However, Parry’s travels through Ex-Yugoslavia also became a subject of an oral traditional song, which is available in the original Serbian and in English translation as Appendix 6 of Lord’s book The Singer of Tales. In this poem, the local bard Milovan Vojčić tells a story about Parry’s voyage from America to Yugoslavia on the ship Saturnia, meticulously charts Parry's exploration of Vojčić’s ‘heroic homeland,’ describes Parry’s desire to learn about ‘the glorious history’ from the local bards, and how in the process Parry ‘became enamored of the songs,’ the local landscape, and its history. The poem casts Parry in a role analogous to that of Odysseus and Vojčić in the role of the Homeric singer Demodocus. The poem is not directly influenced by the Odyssey, but it draws on the rich local tradition of ‘return songs’ and so represents a comparative parallel to Homer’s Odyssey.

John F. Miller

Arthur F. and Marian W. Stocker Professor of Classics

“Visions of Circe”

Odysseus on his travels famously encounters Circe, a divine enchantress who momentarily turns his men to pigs and entertains them on her island Aeaea, and Odysseus in her bed, for a year. This talk discusses Odysseus’ encounter with Circe in Homer and some later representations of the character: 1) Madeleine Miller’s recent novel Circe, a reimagining of the figure from Circe’s own point of view which expands upon her life story with appeal to other Greco-Roman myths, such as Medea, the Argonautica, Pasiphae, Scylla and Glaucus, and Telegonus, the son of Circe and Odysseus. 2) an enigmatic depiction of Circe on vases from a cult-center near Thebes, which raise the question of whether there was prejudice against skin color in classical antiquity; 3) the collage ‘Circe’ by the African-American artist Romare Bearden, which outfits the enchantress in West African dress as part of a series that refigures the Odyssey with black characters.


Agenda:

  • 10:00 - 10:10 Introductions by John Miller
  • 10:10 - 10:30 Tyler Jo Smith, “In the Eye of the Beholder: Homer's Cyclops and other One-Eyed Monsters”
  • 10:30 - 10:45 Q&A session
  • 10:45 - 10:50 5-minute break
  • 10:50 - 11:10 Ivana Petrovic, “The Song of Milman Parry and the Odyssey or How to use ‘The Song of Milman Parry’ in the classroom in order to explain the oral formulaic composition theory”
  • 11:10 - 11:25 Q&A session
  • 11:25 - 11:30 5-minute break
  • 11:30 - 11:50 John F. Miller, “Visions of Circe”
  • 11:50 - 12:05 Q&A session
  • 12:05 - 12:10 5-minute break
  • 12:10 - 12:50 Small Group Breakout Session
  • 12:50 - 1:00 Evaluations and goodbyes

The Odyssey Workshop was co-sponsored by the UVA Center for the Liberal Arts and the Clay Endowment of the UVA Institute of Humanities and Global Cultures.

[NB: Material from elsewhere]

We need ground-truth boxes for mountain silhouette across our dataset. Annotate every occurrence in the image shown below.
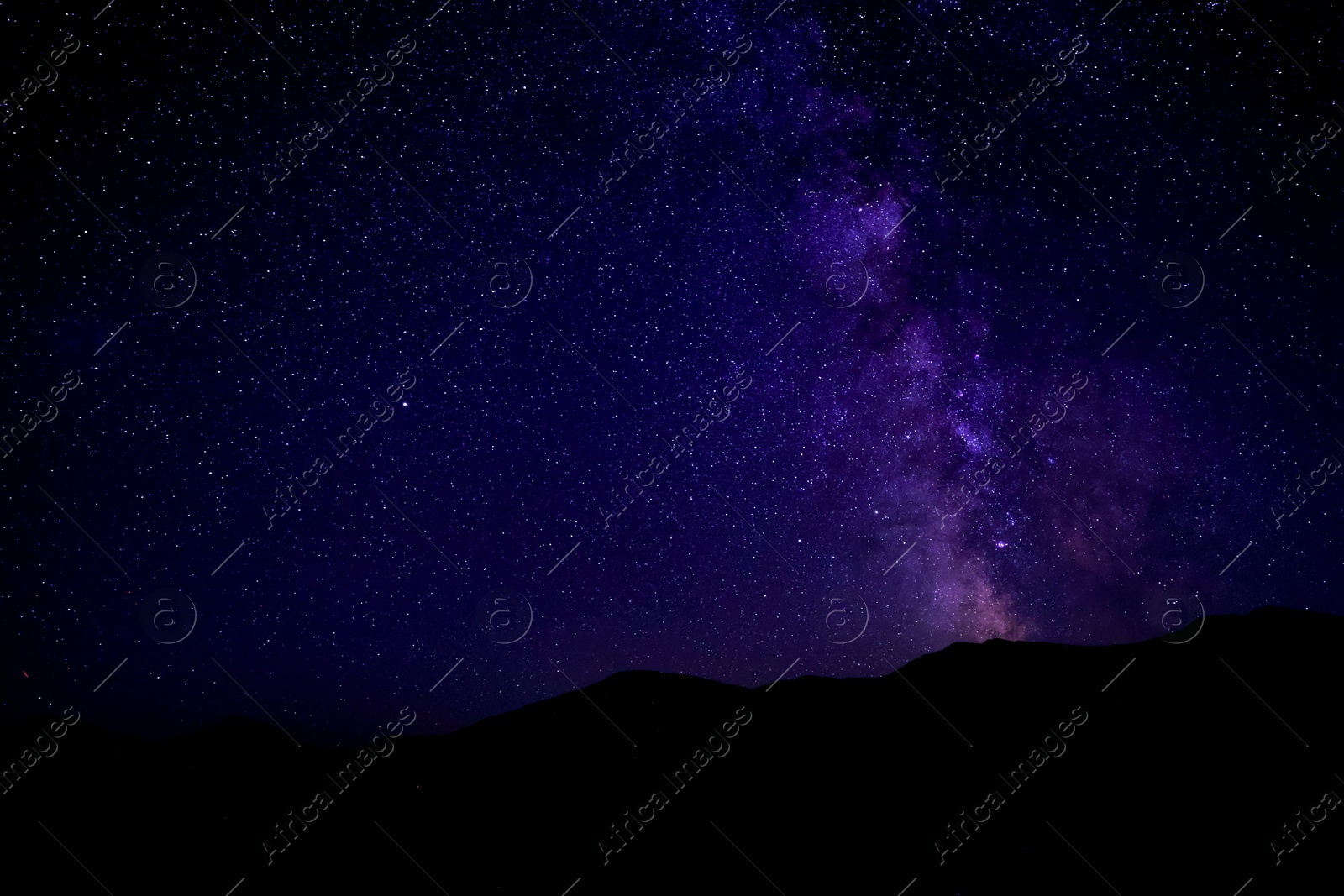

This event was hosted on November 14, 2020, 10:00 am. It was an online program hosted on Zoom.

Creating an Epic Classroom: Homer and Beyond - 10/19/2019

Topics include: Homer's Iliad and Odyssey, Vergil's Aeneid, Ovid's Metamorphoses, Romare Bearden, Madeline Miller, Robert Graves, and many more!

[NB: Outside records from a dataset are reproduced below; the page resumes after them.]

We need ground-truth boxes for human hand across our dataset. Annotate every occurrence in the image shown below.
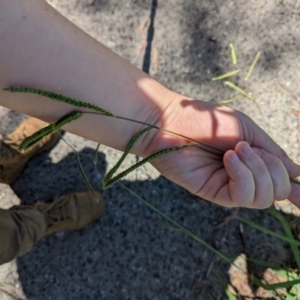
[143,97,300,209]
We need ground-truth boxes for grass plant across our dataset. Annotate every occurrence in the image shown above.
[5,44,300,300]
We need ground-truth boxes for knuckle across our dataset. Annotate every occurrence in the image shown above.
[275,184,292,200]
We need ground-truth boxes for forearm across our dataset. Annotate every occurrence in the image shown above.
[0,0,175,154]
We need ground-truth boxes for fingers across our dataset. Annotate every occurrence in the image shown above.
[224,142,291,208]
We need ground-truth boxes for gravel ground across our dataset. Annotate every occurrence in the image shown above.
[0,0,300,300]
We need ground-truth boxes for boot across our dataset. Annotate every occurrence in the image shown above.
[0,118,59,184]
[34,191,105,235]
[0,192,105,265]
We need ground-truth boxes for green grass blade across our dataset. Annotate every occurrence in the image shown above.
[102,144,195,189]
[237,217,300,246]
[102,126,152,184]
[18,111,82,151]
[251,276,300,291]
[268,207,300,270]
[221,95,244,104]
[3,87,114,117]
[118,182,232,264]
[224,81,254,101]
[245,51,260,80]
[57,132,100,203]
[212,70,240,81]
[229,43,237,65]
[93,143,101,166]
[247,257,287,272]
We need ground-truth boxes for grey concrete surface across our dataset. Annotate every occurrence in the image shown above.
[0,0,300,300]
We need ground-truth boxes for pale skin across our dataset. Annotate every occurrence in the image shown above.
[0,0,300,209]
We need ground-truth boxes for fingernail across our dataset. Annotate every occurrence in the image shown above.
[243,144,253,155]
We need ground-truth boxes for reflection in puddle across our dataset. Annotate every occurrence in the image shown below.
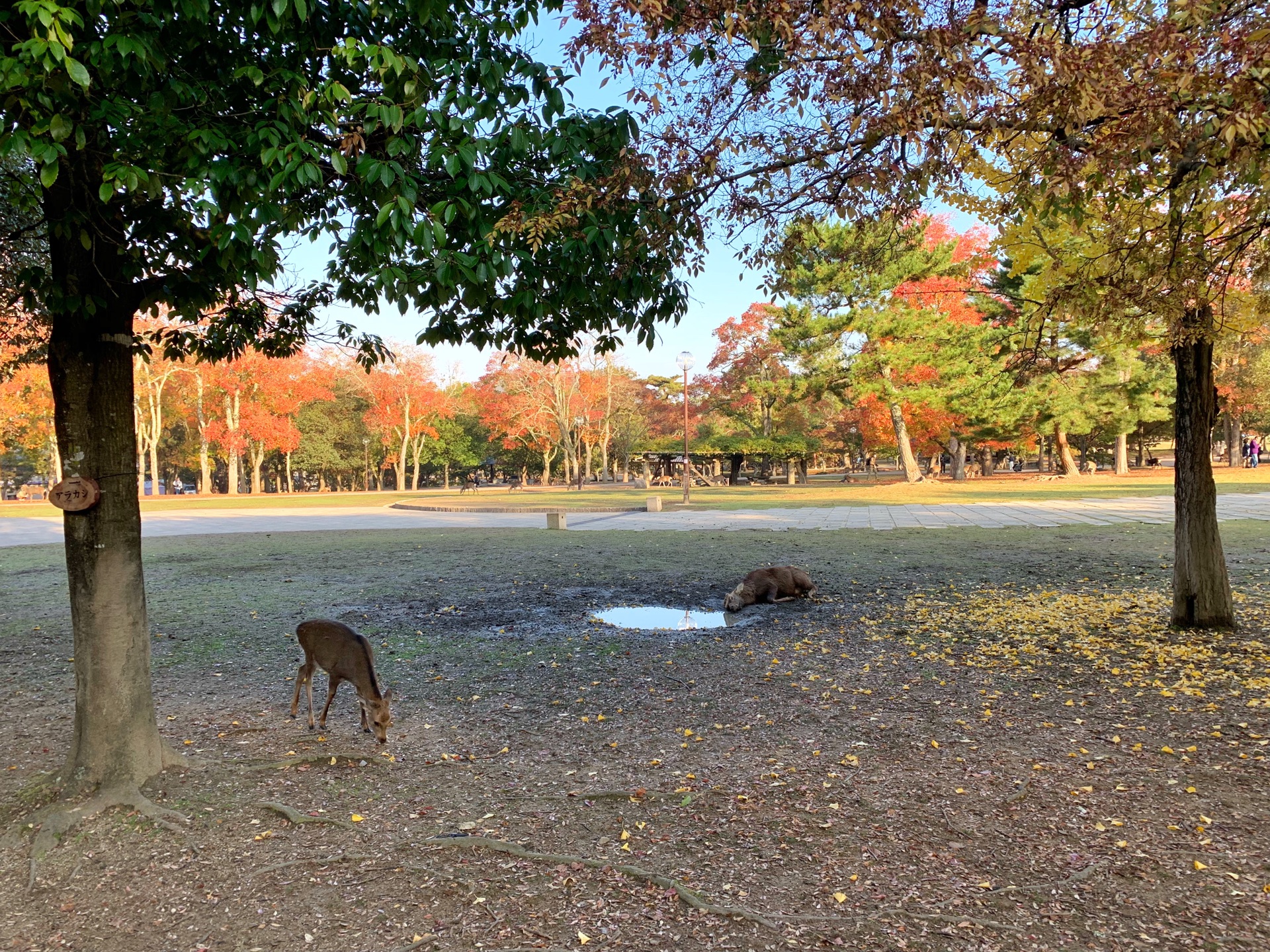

The third annual Howard University workshop in collaboration with Harvard's Center for Hellenic Studies and the University of Virginia's Center for the Liberal Arts will discuss Homer, epic, and the reception of Homer in later literature and art. In addition to presentations by Howard and UVA faculty, we will be joined by two special guests: Gareth Hinds, graphic novelist and illustrator of Homer's Iliad and Odyssey, and Carolivia Herron, author, professor, and radio show host of Epic City.

Group discussion and breakout sessions will include how to adapt the various materials and perspectives to K–12 classrooms and will provide classroom activities. In addition to the presentations and breakout sessions in House-A, Gareth Hinds' exhibition "EPIC" will be on view in the main building at the Center for Hellenic Studies. Participants will tour the exhibit as part of the morning session and will have a chance to talk to the artist after lunch. In the breakout session, teachers will receive materials that can be incorporated into the classroom for future scheduled tours with students.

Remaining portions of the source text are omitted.